Par Léo Scheer, dimanche 3 août 2008 :: #648 :: rss
1. Le lundi 4 août 2008 par Pif
Ah, ah, ah. Est-ce LS l'auteur de cette blague?
2. Le lundi 4 août 2008 par Pif
C'est pas une blague. J'avais pas lu les journaux. C'est déjà dans sa bio sur Evene, Wiki, partout, ils sont très rapides.
3. Le lundi 4 août 2008 par leo
@pif. #1 et 2. J'avoue avoir un peu de mal, parfois, à me représenter ce qui peut se passer dans la tête de certains commentateurs. Cher Pif, avez vous laissé le même genre de réaction "sur Evene, sur Wiki, partout"? Ou est-ce un privilège qui m'est réservé? Parce que,ici, on peut se lâcher, balancer n'importe quoi...

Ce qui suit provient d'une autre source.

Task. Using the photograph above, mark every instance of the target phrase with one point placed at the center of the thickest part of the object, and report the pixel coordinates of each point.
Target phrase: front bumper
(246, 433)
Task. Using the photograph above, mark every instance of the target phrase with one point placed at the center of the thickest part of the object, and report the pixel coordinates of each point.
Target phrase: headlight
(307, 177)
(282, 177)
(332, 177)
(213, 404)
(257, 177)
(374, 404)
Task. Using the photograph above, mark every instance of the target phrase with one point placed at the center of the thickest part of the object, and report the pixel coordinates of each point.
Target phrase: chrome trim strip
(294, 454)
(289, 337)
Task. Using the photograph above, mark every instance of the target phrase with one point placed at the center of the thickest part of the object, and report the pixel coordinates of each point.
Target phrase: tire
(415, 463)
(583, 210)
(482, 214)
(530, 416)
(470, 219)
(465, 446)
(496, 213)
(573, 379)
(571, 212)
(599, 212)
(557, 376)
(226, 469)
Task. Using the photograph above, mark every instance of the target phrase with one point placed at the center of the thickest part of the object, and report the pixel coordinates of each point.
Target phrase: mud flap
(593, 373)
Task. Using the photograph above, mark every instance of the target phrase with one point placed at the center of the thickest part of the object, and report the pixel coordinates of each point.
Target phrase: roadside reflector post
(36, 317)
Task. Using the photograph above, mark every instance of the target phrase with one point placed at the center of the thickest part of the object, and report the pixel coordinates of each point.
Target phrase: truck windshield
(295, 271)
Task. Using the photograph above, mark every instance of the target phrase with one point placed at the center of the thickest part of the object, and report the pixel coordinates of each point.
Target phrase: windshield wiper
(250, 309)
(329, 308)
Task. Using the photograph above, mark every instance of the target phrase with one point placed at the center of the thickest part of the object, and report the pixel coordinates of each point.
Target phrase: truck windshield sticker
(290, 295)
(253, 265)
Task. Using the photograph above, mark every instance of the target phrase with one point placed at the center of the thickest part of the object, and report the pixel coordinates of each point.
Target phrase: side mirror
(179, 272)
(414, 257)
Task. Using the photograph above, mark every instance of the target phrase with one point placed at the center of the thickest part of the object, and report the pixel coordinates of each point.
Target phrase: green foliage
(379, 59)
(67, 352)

4. Le lundi 4 août 2008 par Pif
Vous pouvez effacer mon commentaire. J'ai voulu vérifier une date sur internet, et je vois 3 août, j'ai pensé qu'un plaisantin avait marqué une fausse date. Sur les journaux internet, il n'y avait rien hier, ni ce matin. Donc, j'ai pensé que c'était une plaisanterie. Cela arrive aussi parfois que l'on donne de fausses infos. Si vous aviez marqué, AS est mort dans la nuit, j'aurais su que c'était une info. Vous mettez souvent des blagues sur votre site, des fausses infos.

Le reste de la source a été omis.